Saturday, February 16, 2008
Aldo Leopold, Western Wisconsin Fly Fisherman
This from the legendary conservationist Aldo Leopold in his landmark book A Sand County Almanac (1949) Oxford University Press, pp. 42-43. Leopold, aside from writing the seminal tome on American ecology, was a pretty fair outdoorsman. His farm, just north of Baraboo, WI was near quite a few of the streams chronicled in Trout Fishing Western Wisconsin. No doubt he fished many. Interestingly, Leopold, in this section of the book, creeled all the trout mentioned. This was before the catch and release ethic really came to fore. Were Leopold alive today, he would most certainly be preaching stream and trout conservation. Enjoy!
Excerpted from “The Alder Fork--A Fishing Idyll”
“Time to be at it now--they will soon stop rising. I wade waist deep to head of navigation., poke my head insolently into the shaking alder, and look within. Jungle is right! A coal-black hole above, so canopied in greenness you could not wave a fern, much less a rod, above its rushing depths. And there, almost rubbing his ribs against the dark bank, a great trout rolls lazily over as he sucks down a passing bug.
Not a chance to stalk him, even with the lowly worm. But twenty yards above, I see bright sunshine on the water--another opening. Fish a dry fly downstream? It cannot, but must, be done. I retreat and climb the bank.
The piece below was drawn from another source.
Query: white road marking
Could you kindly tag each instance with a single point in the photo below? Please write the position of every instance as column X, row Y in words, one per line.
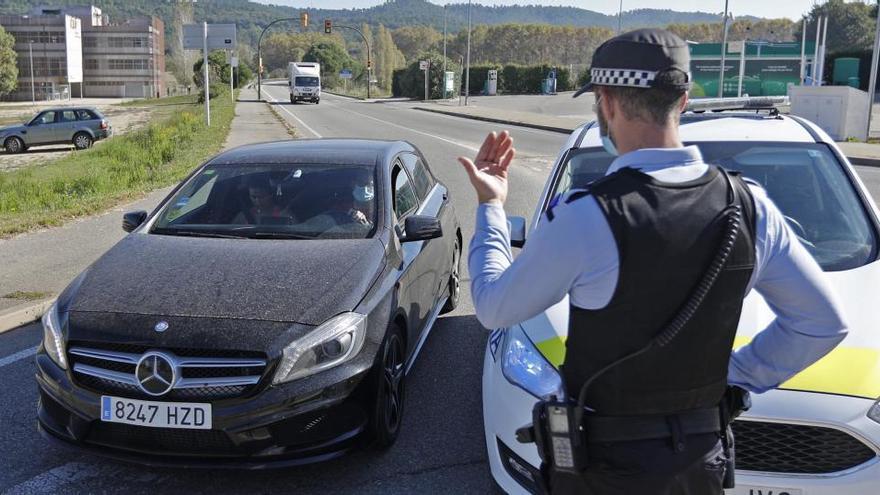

Neck deep in jewelweed and nettles, I detour through the alder thicket to the opening above. With cat like care not to roil his majesty’s bath, I step in, and stand stock-still for five minutes to let things calm down. The while, I strip out, oil, dry, and coil upon my left hand thirty feet of line. I am that far above the portal to the jungle.
Now for the long chance! I blow upon my fly to give it one last fluff, lay it on the stream at my feet, and quickly pay out coil after coil. Then, just as the line straightens out and the fly is sucked into the jungle, I walk quickly downstream, straining my eyes into the dark vault to follow its fortunes. A fleeting glimpse or two as it passes a speck of sunlight shows it still rides clear. It rounds the bend. In no time--long before the roil of my walking has betrayed the ruse--it reaches the black pool. I hear, rather than see, the rush of the great fish; I set hard, and the battle is on.
No prudent man would risk a dollar’s worth of fly and leader pulling a trout upstream through giant tooth-brush of alder stems comprising the bend of that creek. But, as I said, no prudent man is a fisherman. By and by, with much cautious unraveling, I got him up into open water, and finally aboard the creel.”